One of the key ways to tell the difference is by their color; Dry scallops generally have a natural vanilla color, while Wet scallops appear to be a snow-white color.
‘W’ scallops are treated with ‘STP’; a solution called, sodium tripolyphosphate.
3.5 grams of steamed scallops have plenty of vitamin B-12, are very low in fat and about 17 grams of protein.
What to look for when buying prawns
Fresh raw prawns: It’s often best to buy frozen as prawns are snap frozen on-board at the point of catch to capture their integrity. Look for vibrantly colored tails and flesh glowing translucently through the shells with no discoloration at the base of the head or legs. They shouldn’t look or be soggy and avoid prawns floating in a pool of water.
Cooked prawns: Simply ask to taste one. Look at it first and check it has all its legs, feelers, eyes and that its tail has a firm springiness. Smell it, it should have a crisp and clean iodine aroma. When you taste, it should be firm, sweet and have a lasting clean finish.
Australian prawn cooking guide
Banana prawns: Sweet, with notes of vanilla and green melon. Best in stir-fries, battered and fried or poached for salads.
King Prawns: Sweet, salty with a buttery richness. Best boiled, steamed, grilled, roasted or stir-fried.
Tiger prawns: Succulent, musty with a distinct savoury character. Best steamed, boiled or barbecued in the shell.
School prawns: The sweetness of a well-sugared cup of tea. Best fried or steamed in shell, or peeled for a salad.
I always have some tinned wild fish in my pantry for emergencies that I buy from the supermarket. e.g. anchovies, salmon, mackerel, sardines.

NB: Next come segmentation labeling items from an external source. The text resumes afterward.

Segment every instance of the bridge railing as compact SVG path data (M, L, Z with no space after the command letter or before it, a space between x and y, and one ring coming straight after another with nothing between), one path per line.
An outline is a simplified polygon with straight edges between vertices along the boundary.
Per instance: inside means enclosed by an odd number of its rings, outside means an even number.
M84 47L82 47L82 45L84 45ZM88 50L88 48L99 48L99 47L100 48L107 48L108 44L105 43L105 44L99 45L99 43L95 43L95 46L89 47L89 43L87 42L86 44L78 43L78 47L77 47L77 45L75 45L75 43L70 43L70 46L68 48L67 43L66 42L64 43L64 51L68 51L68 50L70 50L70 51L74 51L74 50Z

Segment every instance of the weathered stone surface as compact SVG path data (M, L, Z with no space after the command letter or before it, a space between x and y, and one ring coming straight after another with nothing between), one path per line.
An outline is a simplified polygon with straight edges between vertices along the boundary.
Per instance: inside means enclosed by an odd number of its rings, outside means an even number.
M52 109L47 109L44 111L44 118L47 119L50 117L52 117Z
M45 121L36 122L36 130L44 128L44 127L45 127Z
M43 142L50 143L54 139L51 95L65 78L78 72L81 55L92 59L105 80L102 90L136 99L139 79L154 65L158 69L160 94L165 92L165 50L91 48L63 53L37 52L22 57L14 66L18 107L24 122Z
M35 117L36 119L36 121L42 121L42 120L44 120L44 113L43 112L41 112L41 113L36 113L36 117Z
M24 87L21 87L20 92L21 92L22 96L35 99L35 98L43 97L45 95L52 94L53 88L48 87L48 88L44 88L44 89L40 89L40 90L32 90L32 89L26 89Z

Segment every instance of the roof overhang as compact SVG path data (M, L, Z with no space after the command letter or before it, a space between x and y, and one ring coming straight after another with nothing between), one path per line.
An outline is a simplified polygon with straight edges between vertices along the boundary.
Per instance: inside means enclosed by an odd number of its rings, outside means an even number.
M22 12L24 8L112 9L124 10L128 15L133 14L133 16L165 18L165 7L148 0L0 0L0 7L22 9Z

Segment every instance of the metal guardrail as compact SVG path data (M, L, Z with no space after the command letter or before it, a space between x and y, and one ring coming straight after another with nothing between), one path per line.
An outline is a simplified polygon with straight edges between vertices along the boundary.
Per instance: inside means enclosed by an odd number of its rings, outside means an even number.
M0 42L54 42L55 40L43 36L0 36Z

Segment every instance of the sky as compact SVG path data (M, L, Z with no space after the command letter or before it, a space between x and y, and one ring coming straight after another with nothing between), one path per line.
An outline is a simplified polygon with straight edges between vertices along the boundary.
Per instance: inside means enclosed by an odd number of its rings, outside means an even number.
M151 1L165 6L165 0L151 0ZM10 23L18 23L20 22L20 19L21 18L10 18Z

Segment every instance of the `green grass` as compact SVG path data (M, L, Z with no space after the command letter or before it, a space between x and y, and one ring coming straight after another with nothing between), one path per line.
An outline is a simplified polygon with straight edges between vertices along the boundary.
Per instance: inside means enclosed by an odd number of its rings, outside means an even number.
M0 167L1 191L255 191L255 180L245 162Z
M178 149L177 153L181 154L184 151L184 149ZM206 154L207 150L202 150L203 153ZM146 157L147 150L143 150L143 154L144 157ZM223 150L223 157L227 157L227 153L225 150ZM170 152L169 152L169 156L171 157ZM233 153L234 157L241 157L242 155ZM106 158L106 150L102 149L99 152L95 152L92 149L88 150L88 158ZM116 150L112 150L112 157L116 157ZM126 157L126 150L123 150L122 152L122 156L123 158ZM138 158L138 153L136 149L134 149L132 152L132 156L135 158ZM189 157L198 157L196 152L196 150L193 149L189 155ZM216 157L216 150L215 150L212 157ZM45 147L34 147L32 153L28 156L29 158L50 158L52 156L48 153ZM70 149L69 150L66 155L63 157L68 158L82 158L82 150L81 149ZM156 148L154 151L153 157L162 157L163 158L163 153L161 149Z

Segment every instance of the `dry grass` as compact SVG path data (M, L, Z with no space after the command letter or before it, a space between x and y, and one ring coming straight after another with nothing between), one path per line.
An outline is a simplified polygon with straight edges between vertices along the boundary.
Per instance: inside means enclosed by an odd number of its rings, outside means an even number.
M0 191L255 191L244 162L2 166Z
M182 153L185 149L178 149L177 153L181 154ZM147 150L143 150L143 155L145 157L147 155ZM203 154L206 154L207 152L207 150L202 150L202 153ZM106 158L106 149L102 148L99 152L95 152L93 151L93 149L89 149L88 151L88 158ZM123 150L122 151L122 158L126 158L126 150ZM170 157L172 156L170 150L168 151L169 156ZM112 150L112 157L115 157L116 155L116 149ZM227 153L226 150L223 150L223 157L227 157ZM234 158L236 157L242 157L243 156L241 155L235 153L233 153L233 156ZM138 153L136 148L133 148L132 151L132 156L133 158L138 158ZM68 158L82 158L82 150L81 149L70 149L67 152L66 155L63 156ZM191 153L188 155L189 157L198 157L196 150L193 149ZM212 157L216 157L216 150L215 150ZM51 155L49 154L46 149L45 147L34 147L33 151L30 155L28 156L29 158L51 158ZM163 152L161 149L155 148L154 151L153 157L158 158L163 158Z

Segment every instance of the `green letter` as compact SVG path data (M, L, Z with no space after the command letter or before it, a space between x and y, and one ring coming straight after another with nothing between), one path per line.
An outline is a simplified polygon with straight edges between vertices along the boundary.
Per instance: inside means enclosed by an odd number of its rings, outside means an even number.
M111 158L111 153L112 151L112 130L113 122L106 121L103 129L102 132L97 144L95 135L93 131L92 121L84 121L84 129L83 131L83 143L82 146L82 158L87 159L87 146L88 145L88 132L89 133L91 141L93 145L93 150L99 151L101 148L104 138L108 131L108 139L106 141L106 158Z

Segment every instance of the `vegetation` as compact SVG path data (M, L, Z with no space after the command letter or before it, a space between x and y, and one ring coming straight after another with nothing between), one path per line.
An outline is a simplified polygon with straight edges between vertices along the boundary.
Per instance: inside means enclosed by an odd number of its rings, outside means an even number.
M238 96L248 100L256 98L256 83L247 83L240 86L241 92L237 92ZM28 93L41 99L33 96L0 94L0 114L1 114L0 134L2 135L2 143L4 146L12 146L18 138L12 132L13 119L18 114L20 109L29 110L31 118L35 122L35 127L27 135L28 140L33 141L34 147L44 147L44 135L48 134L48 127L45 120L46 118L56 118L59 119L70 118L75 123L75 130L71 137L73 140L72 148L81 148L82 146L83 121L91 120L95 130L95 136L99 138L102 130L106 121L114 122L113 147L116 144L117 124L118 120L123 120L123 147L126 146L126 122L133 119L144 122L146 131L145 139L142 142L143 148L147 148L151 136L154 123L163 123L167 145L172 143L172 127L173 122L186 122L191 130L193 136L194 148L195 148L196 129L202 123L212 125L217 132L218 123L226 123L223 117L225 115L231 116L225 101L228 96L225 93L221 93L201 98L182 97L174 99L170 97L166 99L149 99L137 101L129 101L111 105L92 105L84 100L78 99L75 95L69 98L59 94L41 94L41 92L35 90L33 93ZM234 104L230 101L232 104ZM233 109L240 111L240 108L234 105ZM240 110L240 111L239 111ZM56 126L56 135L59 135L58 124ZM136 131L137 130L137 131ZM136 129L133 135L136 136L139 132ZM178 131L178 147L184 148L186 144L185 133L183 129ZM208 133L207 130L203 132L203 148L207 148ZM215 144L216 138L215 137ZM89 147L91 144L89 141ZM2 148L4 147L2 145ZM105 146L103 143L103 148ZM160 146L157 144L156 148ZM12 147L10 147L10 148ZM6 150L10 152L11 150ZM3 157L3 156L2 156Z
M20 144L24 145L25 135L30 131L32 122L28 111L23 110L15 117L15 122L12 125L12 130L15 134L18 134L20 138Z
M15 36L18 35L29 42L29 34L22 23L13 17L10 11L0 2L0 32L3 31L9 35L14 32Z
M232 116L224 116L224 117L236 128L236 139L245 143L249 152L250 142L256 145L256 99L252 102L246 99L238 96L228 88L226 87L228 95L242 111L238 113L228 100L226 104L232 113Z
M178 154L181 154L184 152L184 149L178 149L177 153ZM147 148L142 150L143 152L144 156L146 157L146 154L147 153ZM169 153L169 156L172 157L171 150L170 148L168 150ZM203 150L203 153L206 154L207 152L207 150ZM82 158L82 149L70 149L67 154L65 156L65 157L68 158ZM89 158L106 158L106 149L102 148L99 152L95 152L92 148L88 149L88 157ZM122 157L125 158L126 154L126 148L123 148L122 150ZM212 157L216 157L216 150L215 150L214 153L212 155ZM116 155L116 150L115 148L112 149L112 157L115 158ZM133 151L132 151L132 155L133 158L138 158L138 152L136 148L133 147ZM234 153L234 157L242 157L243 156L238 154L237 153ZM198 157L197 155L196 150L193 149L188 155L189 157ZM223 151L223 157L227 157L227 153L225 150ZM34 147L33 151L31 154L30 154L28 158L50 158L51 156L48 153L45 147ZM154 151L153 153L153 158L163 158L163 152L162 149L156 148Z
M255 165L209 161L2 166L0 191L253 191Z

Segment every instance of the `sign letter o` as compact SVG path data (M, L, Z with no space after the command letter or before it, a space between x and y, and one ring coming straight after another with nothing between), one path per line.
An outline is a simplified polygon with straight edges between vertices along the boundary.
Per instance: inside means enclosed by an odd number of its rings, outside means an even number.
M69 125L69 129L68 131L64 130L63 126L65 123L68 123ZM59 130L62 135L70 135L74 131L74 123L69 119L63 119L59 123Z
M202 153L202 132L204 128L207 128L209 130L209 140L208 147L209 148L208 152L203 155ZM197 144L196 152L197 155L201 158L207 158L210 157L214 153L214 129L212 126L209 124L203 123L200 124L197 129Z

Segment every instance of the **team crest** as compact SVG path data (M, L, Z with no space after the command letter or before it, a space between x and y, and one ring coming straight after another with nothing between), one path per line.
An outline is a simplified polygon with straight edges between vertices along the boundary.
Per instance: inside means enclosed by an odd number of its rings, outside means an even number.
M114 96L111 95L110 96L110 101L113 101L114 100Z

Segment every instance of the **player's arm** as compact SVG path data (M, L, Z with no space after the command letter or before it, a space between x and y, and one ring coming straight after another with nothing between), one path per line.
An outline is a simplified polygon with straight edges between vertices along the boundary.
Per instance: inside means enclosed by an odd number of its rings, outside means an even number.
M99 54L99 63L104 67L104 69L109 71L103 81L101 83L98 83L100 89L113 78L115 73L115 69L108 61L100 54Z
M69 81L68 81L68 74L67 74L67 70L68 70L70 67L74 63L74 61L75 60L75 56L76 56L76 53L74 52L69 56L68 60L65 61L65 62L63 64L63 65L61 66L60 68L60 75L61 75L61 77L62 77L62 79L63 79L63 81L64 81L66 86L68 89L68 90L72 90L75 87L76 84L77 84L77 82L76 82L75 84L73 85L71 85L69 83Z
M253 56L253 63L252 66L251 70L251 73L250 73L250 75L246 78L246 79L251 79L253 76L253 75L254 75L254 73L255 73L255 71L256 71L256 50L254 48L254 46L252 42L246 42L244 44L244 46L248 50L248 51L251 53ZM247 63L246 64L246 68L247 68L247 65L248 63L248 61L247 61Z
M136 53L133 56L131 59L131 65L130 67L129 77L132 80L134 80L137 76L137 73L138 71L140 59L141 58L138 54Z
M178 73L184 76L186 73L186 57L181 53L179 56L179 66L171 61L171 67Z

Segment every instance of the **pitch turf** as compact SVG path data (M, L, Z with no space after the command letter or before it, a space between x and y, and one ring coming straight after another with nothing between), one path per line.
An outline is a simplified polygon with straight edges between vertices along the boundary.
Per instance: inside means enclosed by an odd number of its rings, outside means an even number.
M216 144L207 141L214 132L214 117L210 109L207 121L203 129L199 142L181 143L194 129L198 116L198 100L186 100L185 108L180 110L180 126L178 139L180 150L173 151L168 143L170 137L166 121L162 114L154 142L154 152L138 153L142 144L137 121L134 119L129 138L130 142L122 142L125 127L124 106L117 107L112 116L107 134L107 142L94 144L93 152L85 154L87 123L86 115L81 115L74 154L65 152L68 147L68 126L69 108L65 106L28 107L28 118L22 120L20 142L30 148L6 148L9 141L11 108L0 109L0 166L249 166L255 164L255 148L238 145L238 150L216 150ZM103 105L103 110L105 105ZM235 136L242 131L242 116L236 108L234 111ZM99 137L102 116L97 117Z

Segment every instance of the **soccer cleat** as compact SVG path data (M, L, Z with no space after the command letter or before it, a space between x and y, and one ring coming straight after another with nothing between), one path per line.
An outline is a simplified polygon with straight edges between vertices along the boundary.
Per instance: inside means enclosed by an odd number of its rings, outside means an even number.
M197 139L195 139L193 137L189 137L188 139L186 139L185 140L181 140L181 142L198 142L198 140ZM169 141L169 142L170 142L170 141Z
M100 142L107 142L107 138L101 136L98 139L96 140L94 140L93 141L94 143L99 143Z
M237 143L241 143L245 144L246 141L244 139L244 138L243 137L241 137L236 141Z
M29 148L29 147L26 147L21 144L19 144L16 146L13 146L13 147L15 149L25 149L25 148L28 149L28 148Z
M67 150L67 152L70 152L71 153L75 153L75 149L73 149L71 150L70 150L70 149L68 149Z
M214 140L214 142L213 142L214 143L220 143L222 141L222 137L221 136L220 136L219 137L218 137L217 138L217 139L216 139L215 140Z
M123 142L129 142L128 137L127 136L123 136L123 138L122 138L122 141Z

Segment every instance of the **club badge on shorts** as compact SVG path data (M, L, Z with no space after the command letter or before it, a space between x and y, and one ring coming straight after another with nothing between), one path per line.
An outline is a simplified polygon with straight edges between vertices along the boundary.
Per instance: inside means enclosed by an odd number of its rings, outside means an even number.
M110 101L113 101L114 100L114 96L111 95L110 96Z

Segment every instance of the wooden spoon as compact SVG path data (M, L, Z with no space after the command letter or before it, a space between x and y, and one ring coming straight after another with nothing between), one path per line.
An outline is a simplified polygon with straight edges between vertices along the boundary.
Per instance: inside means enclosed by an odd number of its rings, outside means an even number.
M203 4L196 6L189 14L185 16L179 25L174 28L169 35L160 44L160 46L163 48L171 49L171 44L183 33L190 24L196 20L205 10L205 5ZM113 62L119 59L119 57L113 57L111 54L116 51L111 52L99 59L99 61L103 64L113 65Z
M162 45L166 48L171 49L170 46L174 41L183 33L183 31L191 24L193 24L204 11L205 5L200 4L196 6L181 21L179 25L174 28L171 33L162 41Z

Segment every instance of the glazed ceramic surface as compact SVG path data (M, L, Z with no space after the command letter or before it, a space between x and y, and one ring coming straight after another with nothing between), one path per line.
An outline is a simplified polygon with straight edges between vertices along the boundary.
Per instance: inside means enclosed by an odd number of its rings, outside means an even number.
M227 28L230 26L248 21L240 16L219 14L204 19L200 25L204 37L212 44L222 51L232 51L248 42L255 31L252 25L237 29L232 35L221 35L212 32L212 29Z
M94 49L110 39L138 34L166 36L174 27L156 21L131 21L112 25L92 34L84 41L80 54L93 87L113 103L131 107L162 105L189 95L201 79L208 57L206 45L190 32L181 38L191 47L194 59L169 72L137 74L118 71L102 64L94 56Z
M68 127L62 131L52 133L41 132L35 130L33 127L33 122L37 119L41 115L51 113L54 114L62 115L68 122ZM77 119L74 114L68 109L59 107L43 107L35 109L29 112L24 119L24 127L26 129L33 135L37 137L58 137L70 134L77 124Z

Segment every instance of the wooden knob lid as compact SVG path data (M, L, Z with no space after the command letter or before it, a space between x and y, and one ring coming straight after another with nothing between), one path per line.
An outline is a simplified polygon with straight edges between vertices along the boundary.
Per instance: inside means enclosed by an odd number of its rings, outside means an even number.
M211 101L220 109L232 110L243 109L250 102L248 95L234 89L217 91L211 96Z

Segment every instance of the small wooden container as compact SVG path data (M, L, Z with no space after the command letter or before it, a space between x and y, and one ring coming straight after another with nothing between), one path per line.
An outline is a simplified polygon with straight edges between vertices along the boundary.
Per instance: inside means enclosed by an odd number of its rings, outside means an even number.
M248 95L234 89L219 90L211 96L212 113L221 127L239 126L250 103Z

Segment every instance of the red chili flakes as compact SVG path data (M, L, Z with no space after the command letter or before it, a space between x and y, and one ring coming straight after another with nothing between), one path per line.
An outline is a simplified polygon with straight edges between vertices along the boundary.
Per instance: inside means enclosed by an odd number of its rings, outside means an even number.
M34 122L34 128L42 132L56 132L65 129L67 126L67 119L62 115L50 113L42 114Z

These are in brine or extra virgin olive oil as opposed to sunflower oil .
what about the issue of mercury, dioxins and pcbs?
I personally avoid the larger fish (e.g. swordfish) and opt for the smaller ones and try to buy from local Australian or NZ waters rather than from overseas with the exception of seafood from Canada which comes from pristine cold Canadian waters. Cold water seafood is always going to be healthier than warm water seafood.